Herding Cats at Mealtime

As cute as it may look when a big plate is set out and kittens come running to nibble from it together, things are much different when cats mature. They grow into naturally territorial creatures who need their space. Even though siblings may eat closer together because there is a higher bond of trust, they still want – and need – their own dish. 

Many pet parents choose to feed all the cats at once for convenience, usually at breakfast and dinner. To feed multiple cats in one room, set them up on a regular feeding schedule so they will learn to settle in place and wait. Feed them away from litter boxes or other strongly scented items, and spaced about a foot apart so that each cat feels comfortable. 

If possible, feed them away from the kitchen area, perhaps in the breakfast nook or an adjoining area such as a mudroom. If not, they will get into the habit of being under your feet every time you cook.

Often, cats will choose to eat in the same spot each time, and they will prefer a certain orientation, usually where they can keep an eye on each other.  It may be helpful to feed them on washable small area rugs. If a rug or mat feels comfy, they will be less impatient. 

Two cats may not be getting along on a particular day, just like humans. Does any cat act wary near another cat? The nervous cat may need to be placed much farther away to feel comfortable letting their guard down for an enjoyable meal. 

It’s important to stay with the cats throughout the meal to make sure everyone follows the rules.
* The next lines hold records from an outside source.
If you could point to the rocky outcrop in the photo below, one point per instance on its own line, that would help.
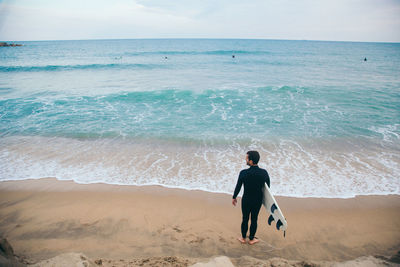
(7, 256)
(3, 44)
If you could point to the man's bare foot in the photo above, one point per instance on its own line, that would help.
(252, 242)
(242, 240)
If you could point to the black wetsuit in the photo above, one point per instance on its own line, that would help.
(253, 180)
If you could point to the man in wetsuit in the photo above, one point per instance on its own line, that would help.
(253, 180)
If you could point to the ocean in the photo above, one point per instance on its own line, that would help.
(182, 113)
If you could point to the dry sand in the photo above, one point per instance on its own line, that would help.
(128, 224)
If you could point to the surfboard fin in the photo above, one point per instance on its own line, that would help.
(273, 208)
(278, 224)
(270, 219)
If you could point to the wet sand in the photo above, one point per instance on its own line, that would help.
(46, 217)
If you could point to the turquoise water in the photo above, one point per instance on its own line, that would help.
(178, 112)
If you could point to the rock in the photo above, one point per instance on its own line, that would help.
(7, 257)
(221, 261)
(67, 260)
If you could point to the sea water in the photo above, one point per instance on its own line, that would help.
(325, 116)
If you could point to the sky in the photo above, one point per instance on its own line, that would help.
(333, 20)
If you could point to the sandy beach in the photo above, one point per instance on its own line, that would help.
(129, 225)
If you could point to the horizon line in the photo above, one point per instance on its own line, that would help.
(202, 38)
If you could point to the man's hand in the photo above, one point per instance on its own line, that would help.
(234, 201)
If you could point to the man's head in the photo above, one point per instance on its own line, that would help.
(252, 158)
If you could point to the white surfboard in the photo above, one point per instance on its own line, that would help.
(273, 210)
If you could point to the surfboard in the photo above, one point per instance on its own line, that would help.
(273, 210)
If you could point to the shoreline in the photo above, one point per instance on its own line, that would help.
(42, 218)
(166, 187)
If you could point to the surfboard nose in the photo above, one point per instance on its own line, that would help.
(278, 224)
(273, 208)
(270, 219)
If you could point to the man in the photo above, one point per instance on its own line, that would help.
(253, 180)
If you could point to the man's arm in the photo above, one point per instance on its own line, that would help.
(267, 181)
(238, 185)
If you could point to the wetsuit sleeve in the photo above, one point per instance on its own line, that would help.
(267, 179)
(238, 184)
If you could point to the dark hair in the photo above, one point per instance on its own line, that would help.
(254, 156)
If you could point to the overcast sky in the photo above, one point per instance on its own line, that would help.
(339, 20)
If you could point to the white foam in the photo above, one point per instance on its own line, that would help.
(298, 169)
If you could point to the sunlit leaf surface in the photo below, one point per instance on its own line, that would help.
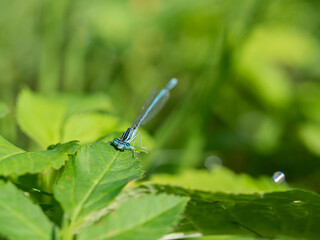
(145, 218)
(93, 178)
(18, 162)
(293, 213)
(20, 219)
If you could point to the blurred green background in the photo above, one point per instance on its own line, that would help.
(248, 93)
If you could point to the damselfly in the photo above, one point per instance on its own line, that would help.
(150, 108)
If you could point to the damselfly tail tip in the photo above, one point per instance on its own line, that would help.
(172, 83)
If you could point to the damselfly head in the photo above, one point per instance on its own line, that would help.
(127, 145)
(117, 143)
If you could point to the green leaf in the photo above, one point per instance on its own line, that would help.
(15, 161)
(294, 213)
(145, 218)
(4, 109)
(43, 118)
(93, 178)
(221, 179)
(40, 118)
(19, 217)
(89, 127)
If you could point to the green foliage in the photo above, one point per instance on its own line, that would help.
(146, 218)
(18, 162)
(4, 109)
(93, 178)
(20, 218)
(293, 213)
(47, 120)
(219, 180)
(248, 94)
The little one may nibble, while Grandpa is slowly gumming his meal, yet the adult male gulps down his chow and starts cruising everyone else’s plate for more. If not regulated, this extra-hungry cat will become extra-large, and everyone else will feel too intimidated to eat with him. They all need you to be their monitor. Big Boy may have to be distracted away to another activity once he has finished his own meal, with praises for being a good kitty. 

For this same reason, day-long kibble-grazing does not work well for a multiple-cat household. Sharing will not be equitable. 
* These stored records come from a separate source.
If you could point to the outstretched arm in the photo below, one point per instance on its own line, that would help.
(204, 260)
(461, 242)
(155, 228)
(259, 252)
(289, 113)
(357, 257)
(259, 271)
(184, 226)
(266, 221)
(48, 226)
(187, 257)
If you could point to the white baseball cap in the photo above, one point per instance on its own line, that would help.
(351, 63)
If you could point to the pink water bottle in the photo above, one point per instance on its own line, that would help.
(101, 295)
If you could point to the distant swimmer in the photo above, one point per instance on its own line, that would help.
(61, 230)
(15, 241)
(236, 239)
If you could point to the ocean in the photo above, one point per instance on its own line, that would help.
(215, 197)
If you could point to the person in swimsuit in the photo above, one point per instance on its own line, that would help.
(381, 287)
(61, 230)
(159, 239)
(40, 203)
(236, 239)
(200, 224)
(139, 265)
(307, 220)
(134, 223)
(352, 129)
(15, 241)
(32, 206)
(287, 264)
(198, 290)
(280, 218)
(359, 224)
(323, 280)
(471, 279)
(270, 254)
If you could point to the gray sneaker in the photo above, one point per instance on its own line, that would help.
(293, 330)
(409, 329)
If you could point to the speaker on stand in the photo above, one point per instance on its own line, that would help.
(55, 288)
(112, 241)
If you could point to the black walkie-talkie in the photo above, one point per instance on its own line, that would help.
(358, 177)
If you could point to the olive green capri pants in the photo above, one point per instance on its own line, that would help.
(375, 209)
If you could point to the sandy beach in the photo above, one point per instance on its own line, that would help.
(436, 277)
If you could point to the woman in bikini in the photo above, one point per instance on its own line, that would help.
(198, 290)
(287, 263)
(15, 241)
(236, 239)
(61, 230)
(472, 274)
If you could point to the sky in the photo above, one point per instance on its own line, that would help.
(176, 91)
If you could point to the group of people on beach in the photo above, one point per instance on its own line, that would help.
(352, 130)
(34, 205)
One advantage for cats is that they can take their meals on multiple levels. So, for instance, only the more lightweight cats might be able to reach food set out for them on a table, while the heavyset cat would be limited to his meal at floor level.

Cats with special diets or medications added to their food should be put individually into separate, enclosed rooms for their meals, to be sure that they are getting the full dose. They should finish in about 20-30 minutes and be returned to the group. Some may choose to stay in the quiet separate room and take a nap after dinner. 

Some online sources suggest feeding the cats in shifts if dining together is a problem. In an open concept home, this is practically an impossibility because the sound of a can opening will bring all of them running back for more. The keys to feeding multiples are routine and supervision.